Reflections
from the Ahnishinahbæótjibway (We, the People)
|
September 2,
1992
[unpublished & uncompleted]
This is an excerpt taken from the Lake Mohonk Conference, “Friends of the Indian” policy-making sessions held annually in the late 1800’s and early 1900’s. The focus of these conferences was putting together a strategy, and a publicly acceptable rationalization, about how they were going to destroy the Aboriginal Indigenous People, through the Indians. The person who told this particular little story was Bishop Whipple.
A
party of engineers was once lost during a survey of the
North Pacific Railway. Some of the men
came to an Indian who was the head of a band.

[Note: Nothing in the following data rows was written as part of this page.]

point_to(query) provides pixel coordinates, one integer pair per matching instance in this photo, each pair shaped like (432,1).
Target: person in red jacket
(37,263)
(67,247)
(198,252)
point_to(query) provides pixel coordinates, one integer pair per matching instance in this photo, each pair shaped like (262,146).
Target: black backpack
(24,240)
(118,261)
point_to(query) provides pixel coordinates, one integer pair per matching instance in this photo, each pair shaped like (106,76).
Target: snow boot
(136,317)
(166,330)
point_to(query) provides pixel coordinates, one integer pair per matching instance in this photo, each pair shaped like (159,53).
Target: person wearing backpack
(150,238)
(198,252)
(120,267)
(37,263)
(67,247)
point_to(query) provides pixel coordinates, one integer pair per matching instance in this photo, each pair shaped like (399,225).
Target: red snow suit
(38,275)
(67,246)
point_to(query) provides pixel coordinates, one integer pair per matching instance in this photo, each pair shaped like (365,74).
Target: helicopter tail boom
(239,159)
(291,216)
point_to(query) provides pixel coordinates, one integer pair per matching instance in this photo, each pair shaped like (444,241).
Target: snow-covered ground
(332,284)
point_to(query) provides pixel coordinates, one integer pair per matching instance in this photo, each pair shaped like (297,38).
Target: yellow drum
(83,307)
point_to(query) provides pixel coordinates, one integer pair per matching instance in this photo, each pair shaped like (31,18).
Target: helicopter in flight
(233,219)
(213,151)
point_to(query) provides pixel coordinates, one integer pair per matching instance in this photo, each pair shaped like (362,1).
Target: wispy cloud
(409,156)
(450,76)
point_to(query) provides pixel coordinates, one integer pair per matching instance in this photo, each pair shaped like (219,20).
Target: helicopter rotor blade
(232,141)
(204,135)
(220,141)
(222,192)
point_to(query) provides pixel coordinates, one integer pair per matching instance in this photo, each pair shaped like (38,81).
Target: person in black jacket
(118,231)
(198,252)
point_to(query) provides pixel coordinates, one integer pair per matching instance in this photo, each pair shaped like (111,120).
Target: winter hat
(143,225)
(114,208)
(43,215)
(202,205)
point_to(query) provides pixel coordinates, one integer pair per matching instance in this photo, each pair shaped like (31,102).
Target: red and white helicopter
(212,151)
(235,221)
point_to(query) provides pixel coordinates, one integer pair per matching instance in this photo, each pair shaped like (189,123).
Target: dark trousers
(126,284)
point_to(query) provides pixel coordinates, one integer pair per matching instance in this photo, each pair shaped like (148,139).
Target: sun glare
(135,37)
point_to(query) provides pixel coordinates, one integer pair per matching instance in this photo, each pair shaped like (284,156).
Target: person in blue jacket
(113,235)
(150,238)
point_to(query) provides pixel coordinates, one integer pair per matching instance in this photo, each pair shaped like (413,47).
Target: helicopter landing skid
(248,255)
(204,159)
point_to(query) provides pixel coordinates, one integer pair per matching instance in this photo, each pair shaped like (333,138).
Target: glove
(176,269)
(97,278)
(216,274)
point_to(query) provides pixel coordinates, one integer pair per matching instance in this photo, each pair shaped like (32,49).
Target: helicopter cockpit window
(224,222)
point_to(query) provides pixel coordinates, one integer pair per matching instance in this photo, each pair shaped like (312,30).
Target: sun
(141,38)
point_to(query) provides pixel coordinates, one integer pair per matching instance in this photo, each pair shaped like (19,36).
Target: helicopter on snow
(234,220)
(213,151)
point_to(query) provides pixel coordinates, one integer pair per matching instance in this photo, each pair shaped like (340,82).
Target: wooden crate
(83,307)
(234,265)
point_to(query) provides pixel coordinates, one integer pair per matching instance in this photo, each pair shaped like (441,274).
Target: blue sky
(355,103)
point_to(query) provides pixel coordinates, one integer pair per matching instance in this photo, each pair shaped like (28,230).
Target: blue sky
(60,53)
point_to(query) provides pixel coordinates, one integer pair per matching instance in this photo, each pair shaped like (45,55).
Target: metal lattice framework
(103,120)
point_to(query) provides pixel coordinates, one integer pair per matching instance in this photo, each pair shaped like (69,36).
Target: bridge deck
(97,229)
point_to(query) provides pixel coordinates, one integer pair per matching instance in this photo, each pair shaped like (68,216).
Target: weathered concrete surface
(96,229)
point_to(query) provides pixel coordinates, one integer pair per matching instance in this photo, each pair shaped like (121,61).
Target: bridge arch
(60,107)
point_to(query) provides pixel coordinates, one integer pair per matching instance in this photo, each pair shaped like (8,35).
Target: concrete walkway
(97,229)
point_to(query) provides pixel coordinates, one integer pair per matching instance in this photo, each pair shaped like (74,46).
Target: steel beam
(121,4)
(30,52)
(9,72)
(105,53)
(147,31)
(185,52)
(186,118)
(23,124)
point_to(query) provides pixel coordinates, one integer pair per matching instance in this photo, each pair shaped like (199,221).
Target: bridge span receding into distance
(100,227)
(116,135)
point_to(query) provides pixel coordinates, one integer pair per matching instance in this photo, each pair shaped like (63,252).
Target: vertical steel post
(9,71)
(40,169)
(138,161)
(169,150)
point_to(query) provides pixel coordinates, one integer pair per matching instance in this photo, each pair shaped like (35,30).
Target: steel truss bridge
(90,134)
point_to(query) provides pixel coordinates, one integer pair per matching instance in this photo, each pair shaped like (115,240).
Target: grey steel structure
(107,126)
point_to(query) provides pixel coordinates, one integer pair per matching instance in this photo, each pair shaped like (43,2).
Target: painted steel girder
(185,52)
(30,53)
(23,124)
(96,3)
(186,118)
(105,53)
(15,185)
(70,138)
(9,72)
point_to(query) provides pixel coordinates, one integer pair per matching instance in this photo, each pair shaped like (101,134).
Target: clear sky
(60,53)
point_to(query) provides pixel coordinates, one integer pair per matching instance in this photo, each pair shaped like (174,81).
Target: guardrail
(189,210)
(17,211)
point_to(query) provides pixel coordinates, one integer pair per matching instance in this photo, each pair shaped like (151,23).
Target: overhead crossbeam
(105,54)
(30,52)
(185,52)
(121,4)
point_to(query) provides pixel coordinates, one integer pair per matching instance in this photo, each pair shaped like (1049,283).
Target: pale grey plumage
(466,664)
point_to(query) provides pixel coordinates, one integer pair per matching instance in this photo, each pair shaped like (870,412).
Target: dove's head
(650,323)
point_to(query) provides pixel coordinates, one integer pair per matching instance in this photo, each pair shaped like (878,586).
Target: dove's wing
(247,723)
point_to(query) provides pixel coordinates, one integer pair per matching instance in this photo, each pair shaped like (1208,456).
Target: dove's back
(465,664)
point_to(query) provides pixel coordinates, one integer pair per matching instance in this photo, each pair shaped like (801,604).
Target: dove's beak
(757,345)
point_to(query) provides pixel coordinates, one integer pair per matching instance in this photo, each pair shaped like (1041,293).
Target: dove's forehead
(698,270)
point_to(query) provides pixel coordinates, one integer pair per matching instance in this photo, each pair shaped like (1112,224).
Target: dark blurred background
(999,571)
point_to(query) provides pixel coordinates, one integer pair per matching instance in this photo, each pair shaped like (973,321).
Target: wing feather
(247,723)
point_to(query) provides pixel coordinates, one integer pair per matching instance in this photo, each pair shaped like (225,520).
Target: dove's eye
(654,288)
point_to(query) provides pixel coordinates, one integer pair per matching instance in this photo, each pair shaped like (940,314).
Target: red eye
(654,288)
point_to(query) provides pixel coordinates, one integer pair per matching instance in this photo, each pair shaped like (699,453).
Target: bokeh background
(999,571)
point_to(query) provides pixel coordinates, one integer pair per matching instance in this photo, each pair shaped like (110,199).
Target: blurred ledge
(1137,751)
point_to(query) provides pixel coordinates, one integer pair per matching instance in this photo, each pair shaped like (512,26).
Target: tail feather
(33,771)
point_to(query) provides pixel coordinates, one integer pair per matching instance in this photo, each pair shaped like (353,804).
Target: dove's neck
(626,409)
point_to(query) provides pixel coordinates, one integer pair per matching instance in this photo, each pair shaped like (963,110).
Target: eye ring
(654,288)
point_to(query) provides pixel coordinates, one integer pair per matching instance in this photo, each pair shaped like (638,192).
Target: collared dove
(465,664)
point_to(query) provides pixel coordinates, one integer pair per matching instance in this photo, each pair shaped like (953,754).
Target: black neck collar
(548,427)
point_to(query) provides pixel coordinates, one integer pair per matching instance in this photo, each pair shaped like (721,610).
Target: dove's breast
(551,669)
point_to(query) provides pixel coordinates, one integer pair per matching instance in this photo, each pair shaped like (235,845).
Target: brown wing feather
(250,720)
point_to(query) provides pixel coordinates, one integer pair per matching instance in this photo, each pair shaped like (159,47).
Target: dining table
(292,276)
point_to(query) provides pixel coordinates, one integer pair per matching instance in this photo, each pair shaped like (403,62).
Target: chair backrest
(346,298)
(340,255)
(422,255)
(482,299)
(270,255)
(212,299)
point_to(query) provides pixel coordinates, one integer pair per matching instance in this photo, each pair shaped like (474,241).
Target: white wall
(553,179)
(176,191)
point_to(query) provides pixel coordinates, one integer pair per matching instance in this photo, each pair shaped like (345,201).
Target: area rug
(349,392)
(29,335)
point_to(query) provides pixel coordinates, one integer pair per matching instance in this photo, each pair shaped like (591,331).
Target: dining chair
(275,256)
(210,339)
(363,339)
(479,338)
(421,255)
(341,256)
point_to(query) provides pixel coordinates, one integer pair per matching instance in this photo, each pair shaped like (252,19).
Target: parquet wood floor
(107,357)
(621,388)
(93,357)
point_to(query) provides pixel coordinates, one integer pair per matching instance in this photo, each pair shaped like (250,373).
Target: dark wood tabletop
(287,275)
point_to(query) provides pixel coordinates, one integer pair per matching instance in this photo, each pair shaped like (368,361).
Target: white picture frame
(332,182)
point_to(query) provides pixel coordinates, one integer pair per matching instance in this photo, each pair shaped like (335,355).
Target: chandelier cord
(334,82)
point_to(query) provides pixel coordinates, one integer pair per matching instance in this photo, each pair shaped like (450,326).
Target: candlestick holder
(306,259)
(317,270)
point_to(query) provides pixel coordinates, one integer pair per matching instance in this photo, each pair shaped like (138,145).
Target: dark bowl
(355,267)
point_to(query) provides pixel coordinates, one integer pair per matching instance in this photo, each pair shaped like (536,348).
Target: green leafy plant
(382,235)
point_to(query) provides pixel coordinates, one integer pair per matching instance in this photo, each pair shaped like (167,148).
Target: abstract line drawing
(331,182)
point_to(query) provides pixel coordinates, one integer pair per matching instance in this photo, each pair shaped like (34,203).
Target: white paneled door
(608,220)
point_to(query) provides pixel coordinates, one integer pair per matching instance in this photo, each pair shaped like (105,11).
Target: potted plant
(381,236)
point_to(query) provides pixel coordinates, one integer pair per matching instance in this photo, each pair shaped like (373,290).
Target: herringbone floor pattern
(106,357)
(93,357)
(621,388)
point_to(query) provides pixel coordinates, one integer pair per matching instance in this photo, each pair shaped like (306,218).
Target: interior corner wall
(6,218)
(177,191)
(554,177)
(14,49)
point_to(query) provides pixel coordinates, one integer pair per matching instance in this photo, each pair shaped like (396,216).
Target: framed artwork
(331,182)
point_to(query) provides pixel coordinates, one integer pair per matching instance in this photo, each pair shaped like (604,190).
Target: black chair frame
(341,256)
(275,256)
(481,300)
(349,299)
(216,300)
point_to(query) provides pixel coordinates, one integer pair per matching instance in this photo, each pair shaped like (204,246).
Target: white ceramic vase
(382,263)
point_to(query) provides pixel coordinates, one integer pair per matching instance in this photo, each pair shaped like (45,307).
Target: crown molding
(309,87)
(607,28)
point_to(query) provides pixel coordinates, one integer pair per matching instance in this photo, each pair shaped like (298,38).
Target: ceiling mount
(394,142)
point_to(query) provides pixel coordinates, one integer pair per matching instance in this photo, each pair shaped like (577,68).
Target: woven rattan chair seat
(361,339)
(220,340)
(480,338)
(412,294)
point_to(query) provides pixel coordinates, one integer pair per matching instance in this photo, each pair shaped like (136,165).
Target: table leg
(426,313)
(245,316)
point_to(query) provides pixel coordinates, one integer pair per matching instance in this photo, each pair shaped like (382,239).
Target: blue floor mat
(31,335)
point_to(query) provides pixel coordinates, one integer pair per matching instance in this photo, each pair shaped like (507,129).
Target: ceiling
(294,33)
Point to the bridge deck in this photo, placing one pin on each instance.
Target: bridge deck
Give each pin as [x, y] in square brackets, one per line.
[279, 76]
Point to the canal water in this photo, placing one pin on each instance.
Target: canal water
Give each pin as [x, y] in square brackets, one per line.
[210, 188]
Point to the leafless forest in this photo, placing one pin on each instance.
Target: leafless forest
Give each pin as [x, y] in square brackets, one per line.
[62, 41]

He had very comfortable things about him, chickens and pigs,
etc., They told the Indian that they were
very
hungry, that they had been lost three days, and had nothing to eat. He asked his wife to get up the best dinner
she could. When the dinner was ready,
the Indian sat down and ate, and left the white men hungry. They were very angry; but what could they
do? After he had finished his meal, he
asked his wife to prepare another. Then
he said solemnly: “I suppose you wonder why I do not have you eat with
me. I went to Washington once; and the
Great
Father said to me, ‘You must do exactly what the white men do if you
want to be
happy and go to the good place when you die.’
And I noticed that the white men never let poor men than
themselves sit
with them at the table. I want to be
happy in this world, and I would not like to lose my chance of going to
the
good place. You are poor, and so I would not let you eat with me.”